Le fastueux château que n’avait pas vieilli un siècle, quatre ans de guerre avaient suffi pour le déshonorer. Partout le grès se délabrait. Effrités, souillés par les ordures d’oiseaux, les riants visages des Atlantes, qui soutenaient la corniche, n’offraient plus aujourd’hui que des grimaces dégradées. Les hautes fenêtres étaient fermées.

Un souffle de vent s’éleva. Hermine frissonnait. Où étaient les parterres, les fleurs, le décor des terrasses ? Il était remplacé par de vulgaires légumes : cette roture dans cette noblesse, quelle pitié, — et quel présage !… Hermine faisait ainsi le tour du palais, comme on fait une visite de deuil. Son cœur était lourd de regrets. Enfin, elle aperçut un volet entr’ouvert.

Une main blanche, osseuse, pendait près d’un maigre genou ; la main reposait sur la tête d’une levrette caressante. Hermine aperçut ce fantôme et s’enfuit. L’image du roi agonisant ![1].

Et un soupir s’éleva, parcourut le palais comme une plainte d’âme en peine, comme un gémissement funèbre : le grand roi pleurait Sans-Souci, il pleurait la fin de son royaume.

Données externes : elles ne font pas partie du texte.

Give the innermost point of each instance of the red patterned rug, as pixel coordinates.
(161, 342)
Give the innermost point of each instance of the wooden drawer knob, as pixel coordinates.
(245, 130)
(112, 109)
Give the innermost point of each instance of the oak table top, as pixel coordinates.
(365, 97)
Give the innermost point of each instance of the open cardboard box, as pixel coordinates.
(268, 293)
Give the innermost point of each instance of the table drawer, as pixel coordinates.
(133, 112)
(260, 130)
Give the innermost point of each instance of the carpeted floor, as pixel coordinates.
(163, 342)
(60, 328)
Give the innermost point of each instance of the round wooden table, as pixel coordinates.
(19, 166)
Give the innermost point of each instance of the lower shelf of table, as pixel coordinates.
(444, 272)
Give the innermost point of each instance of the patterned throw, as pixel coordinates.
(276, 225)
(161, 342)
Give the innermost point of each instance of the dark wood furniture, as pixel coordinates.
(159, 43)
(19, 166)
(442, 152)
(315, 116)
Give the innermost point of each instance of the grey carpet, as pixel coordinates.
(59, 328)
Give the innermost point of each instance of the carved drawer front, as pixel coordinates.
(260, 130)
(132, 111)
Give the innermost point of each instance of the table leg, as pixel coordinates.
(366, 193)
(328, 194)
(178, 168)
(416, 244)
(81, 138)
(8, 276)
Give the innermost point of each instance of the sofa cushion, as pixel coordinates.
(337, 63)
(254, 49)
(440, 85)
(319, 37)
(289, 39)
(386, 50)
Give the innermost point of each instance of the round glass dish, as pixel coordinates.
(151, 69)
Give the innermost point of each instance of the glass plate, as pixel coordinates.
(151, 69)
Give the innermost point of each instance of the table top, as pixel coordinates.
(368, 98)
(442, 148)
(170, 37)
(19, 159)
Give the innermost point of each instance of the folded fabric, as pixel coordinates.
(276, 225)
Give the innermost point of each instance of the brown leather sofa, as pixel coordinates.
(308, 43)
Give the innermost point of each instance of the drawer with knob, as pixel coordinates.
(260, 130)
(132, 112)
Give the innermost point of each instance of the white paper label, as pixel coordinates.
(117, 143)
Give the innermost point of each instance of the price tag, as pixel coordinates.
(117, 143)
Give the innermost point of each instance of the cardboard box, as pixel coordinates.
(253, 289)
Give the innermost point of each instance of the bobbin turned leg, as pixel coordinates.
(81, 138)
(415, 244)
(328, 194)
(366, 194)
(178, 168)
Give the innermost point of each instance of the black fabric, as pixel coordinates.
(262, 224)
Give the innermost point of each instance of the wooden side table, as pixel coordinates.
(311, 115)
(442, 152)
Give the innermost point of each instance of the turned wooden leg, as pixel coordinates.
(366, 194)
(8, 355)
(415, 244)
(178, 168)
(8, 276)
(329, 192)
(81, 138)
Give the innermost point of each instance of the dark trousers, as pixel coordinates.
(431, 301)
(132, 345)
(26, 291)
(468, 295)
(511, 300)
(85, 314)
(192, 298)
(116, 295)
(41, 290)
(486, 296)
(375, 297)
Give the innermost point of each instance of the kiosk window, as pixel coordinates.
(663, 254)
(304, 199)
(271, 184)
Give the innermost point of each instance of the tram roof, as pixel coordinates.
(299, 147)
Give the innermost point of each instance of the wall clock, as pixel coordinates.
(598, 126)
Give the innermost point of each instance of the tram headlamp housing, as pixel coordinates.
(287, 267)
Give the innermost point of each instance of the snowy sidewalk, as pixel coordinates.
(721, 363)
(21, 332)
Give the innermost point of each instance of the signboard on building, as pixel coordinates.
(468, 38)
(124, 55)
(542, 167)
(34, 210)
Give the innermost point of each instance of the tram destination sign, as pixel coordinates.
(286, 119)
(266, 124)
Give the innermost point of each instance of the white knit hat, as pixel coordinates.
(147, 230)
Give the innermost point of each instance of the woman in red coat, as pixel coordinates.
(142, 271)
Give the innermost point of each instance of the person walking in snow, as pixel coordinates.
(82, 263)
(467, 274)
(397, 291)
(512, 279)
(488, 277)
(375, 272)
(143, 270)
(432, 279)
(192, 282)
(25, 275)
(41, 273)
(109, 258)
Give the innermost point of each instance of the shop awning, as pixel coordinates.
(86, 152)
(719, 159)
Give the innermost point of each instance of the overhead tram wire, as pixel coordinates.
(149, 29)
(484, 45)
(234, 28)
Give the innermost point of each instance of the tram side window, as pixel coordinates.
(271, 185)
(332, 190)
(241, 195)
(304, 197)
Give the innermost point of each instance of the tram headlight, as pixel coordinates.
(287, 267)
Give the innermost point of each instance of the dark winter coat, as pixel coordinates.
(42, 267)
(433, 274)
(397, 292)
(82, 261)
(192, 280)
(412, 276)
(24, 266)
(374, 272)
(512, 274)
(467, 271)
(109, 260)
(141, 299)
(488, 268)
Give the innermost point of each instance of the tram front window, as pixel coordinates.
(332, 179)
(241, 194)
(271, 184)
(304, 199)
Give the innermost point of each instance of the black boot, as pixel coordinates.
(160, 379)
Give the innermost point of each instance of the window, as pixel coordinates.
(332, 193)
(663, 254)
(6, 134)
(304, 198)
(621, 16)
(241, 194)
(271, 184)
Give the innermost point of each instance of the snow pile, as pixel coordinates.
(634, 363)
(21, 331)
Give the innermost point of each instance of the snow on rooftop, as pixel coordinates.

Hélas ! Ce n’était plus un palais, c’était un mausolée. Comme chassée par sa douleur, la promeneuse errait dans les allées du parc. Des formes pâles lui jetaient des regards tristes. Leur nudité lui paraissait aujourd’hui plus nue et plus hostile. Qu’est-ce que venaient faire ces statues, cette joie sous ce ciel ? Le ciel s’était couvert. Il était lourd, grisâtre. Une douleur indicible serrait le cœur de la générale. Oh ! cette nostalgie des jours qui ne sont plus ! Elle était venue ici pour se remonter le courage, pour dissiper ses doutes, recouvrer la force d’espérer dans les destins de la patrie. Mais elle

  1. La statue de Frédéric mourant par le sculpteur Rauch, qu’on voit à Sans-Souci dans la chambre mortuaire.